Thrombolytic Agents:

  • Include urokinase, streptokinase, and recombinant tissue plasminogen activators (rt-PA). These agents all share a mechanism to stimulate an endogenous pathway for thrombus degradation. 9
  • TPA is released by endothelial cells and will convert free plasminogen to plasmin, which digests fibrin.
    • Pros:
      • Facilitates degradation of in-situ thrombus
    • Cons:
      • Plasmin can degrade other proteins in the coagulation pathway leading to increased risk of hemorrhage. Can lead to catheter site hemorrhage or worrisome if recent trauma or surgery.
      • Have not provided strong evidence for increased survival. 9

-Andrew Waxman, DVM, DACVIM (Cardiology)

References:

  1. Smith SA, Tobia AH. Feline arterial thromboembolism: an update.
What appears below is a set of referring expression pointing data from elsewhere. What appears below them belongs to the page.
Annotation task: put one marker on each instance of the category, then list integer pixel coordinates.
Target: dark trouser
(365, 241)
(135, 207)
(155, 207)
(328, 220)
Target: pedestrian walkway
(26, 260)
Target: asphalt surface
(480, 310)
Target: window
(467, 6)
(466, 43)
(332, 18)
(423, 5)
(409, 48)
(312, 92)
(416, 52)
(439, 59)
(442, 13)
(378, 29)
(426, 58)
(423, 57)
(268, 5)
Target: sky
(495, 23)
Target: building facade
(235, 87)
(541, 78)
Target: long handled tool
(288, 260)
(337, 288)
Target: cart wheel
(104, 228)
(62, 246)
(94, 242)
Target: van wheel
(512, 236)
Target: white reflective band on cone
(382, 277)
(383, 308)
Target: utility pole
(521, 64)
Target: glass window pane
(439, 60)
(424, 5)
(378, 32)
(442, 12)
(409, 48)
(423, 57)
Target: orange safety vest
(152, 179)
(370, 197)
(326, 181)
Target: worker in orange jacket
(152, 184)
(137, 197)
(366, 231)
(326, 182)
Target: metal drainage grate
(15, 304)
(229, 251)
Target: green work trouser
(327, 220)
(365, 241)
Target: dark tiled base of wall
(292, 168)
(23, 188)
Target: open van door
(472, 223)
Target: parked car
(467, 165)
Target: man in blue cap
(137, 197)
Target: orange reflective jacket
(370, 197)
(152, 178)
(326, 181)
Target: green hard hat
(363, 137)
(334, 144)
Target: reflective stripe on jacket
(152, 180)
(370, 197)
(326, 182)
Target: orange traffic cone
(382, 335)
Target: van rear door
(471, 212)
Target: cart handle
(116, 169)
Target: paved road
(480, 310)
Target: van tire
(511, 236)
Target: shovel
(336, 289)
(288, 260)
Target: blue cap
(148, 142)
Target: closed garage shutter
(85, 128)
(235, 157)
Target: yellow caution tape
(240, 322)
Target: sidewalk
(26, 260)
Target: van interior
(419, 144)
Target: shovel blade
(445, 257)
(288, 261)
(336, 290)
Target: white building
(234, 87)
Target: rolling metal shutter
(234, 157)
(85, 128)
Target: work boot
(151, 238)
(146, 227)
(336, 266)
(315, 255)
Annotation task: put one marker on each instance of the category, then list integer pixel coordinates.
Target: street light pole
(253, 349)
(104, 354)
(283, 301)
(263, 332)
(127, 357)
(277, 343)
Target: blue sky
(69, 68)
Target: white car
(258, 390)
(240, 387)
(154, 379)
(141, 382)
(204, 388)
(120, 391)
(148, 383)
Vet Clin Small Anim 2004; 34:1245-71.
  2. Lunsford KV, Mackin AJ. Thromboembolic therapies in dogs and cats: an evidence-based approach. Vet Clin Small Anim. 2007; 37:579-609.
  3. Hogan DF, Andrews DA, Green HW, et al. Antiplatelet effects and pharmacodynamics of clopidogrel in cats. J Am Vet Med Assoc. 2004; 225:1406-11.
  4. Smith SA, Tobias AH, Jacob KA, et al. Arterial thromboembolism in cats: acute crisis in 127 cases (1992020010) and long-term management with low-dose aspirin in 24 cases. J Vet Intern Med. 2003; 17:73-83.
  5. Hirsh J, Raschke R. Heparin and low-molecular weight heparin, the seventh ACCP conference on antithrombotic and thrombolytic therapy. CHEST 126:188S-203S.
  6. Smith CE, Rozanski EA, Freeman LM, et al. Use of low molecular weight heparin in cats: 57 cases (1999-2003). J Am Vet Med Assoc 2004; 225:1237-41.
  7. Van De Wiele CM, Hogan DF, Green HW, Sederquist KD. Antithrombotic effect of enoxaparin in clinically healthy cats: a venous stasis model. J Vet Intern Med. 2010; 24:185-91.
  8. Ansell J, Hirsch J, Poller L, et al. The pharmacology and management of vitamin K antagonists: the seventh ACCP conference on antithrombotic and thrombolytic therapy. CHEST 126:204S-233S.
  9. Maxwell, LK. Anticoagulants: Beyond heparin (Proceedings). DVM 360 Aug 1, 2009.
  10. Guillaumin, J. What is new regarding treatment and prognosis of FATE (Proceedings). IVECCS 2023.